В крепости много народа: русские, алеуты, индейцы. Все они веселы и довольны делом рук своих, и все в ожидании главного события сегодняшнего утра – открытия нового форта, у которого пока даже и названия нет.
А в доме Ивана Александровича Кускова собрались в этот час его ближние люди: Сысой Слободчиков, недавно пришедший с острова Ситхи, Тимофей Тараканов, Иван Лихачёв с Алёной, отец Никодим с матушкой Верой и сам Иван Александрович с супругой своей Екатериной Прохоровной.
– Ну что, други мои, – заговорил Кусков. – Начнём вершить дело наше… Благослови, отец Никодим.
– Господь благословит, – ответил батюшка и крестным знамением осенил Кускова.
Тот взял свой картуз, положил в него свернутые в трубочки бумажки, перемешал их рукой и вытряхнул на небольшой столик перед иконой Спасителя.
– На одной бумажке написано мною «Славянск», – сказал при этом Кусков. – На другой – «Росс»… А теперь – помоги, Господи…
Иван Александрович перекрестился и взял одну из бумажных трубочек. Затем развернул её и громко произнёс:
– Росс! Слава тебе, Господи! Крепость наша отныне называется Росс! Форт Росс!
После сего Кусков вместе с бывшими с ним людьми вышел на крыльцо своего дома и прошествовал к середине крепостной площади, где стояла врытая в землю высокая мачта.
Народ окружил Ивана Александровича, и отца Никодима. Батюшка прочитал молитву, потом окропил святой водой русский флаг, закреплённый на шнуре мачты. Затем Кусков обратился к стоявшим вокруг него людям:
– По воле Спасителя крепость наша отныне зовётся Россом. Крепость Росс! Форт Росс! Наша русская оседлость на калифорнийском берегу. Запомним, други мои, и потомкам нашим передадим, что в тридцатый день августа восемьсот двенадцатого года мы подняли здесь русский флаг как знак того, что Отечество наше – мать Россия, утвердилось на сих американских берегах. И трудиться здесь и жить будем мы для пользы Отечества нашего и всех племён и народов, землю сию населяющих. Так что с Богом, братцы!
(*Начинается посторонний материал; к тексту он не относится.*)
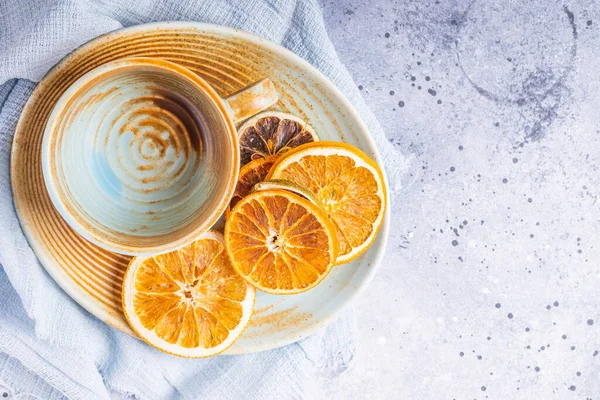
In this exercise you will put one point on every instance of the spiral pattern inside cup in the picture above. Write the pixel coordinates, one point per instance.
(143, 153)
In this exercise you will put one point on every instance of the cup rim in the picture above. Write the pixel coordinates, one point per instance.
(73, 219)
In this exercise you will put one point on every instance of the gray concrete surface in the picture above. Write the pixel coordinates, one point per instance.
(491, 286)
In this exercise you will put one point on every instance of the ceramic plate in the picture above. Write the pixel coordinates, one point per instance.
(228, 59)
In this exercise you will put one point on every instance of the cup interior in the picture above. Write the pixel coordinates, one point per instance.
(140, 155)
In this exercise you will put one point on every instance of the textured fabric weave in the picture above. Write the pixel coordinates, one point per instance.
(50, 347)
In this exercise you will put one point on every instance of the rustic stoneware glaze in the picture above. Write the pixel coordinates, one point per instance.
(227, 60)
(141, 156)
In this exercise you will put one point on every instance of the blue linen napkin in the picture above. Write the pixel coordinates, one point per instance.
(52, 348)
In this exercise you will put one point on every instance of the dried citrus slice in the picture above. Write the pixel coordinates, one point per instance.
(190, 302)
(272, 133)
(286, 185)
(280, 242)
(349, 185)
(251, 174)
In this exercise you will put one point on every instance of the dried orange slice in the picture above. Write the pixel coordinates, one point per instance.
(251, 174)
(280, 242)
(286, 185)
(272, 133)
(349, 185)
(190, 302)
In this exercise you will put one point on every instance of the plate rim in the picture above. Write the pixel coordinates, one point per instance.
(85, 301)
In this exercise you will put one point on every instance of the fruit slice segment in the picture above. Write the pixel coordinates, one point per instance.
(189, 302)
(272, 133)
(251, 174)
(349, 185)
(280, 242)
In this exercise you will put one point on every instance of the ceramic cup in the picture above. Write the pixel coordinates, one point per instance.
(140, 155)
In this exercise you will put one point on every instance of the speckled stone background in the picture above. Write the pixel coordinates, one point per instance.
(491, 285)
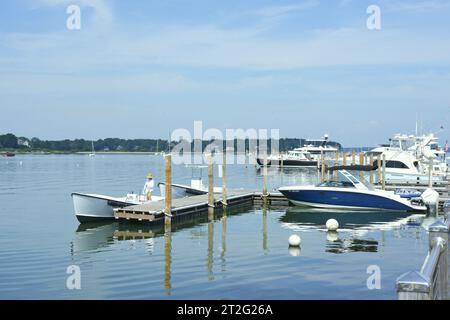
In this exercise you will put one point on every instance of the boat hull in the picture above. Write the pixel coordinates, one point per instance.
(348, 200)
(90, 208)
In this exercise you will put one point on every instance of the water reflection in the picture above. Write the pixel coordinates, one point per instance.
(224, 240)
(168, 259)
(305, 218)
(92, 237)
(354, 227)
(348, 244)
(265, 246)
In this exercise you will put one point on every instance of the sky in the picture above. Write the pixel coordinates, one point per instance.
(141, 69)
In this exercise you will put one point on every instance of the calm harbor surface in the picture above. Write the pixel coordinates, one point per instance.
(243, 255)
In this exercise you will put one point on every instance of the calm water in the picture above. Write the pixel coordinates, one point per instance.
(241, 256)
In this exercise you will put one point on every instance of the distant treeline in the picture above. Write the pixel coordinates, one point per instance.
(10, 141)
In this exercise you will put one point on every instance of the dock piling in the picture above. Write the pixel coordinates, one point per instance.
(371, 171)
(210, 188)
(168, 190)
(224, 180)
(379, 169)
(361, 162)
(265, 179)
(430, 173)
(322, 167)
(336, 163)
(383, 175)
Кусков подошёл к мачте, потянул за тонкую, но крепкую бечеву, и флаг с двуглавым орлом стал медленно подниматься вверх по шесту. Тут же ухнули пушки, салютуя флагу, зазвенел колокол на колокольне церкви Святой Троицы. Люди стреляли из ружей, кричали «ура!» и обнимались: всеобщее ликование охватило всех.
Когда флаг утвердился на мачте, Кусков вновь поднял руку, прося тишины.
– А теперь я, коммерции советник Кусков, имею честь по воле его императорского величества наградить друзей и соседей наших, вождей здешних племён коренных жителей Америки медалью «Союзные России»… Первому я вручаю медаль сию другу нашему вождю мивока Валенилле!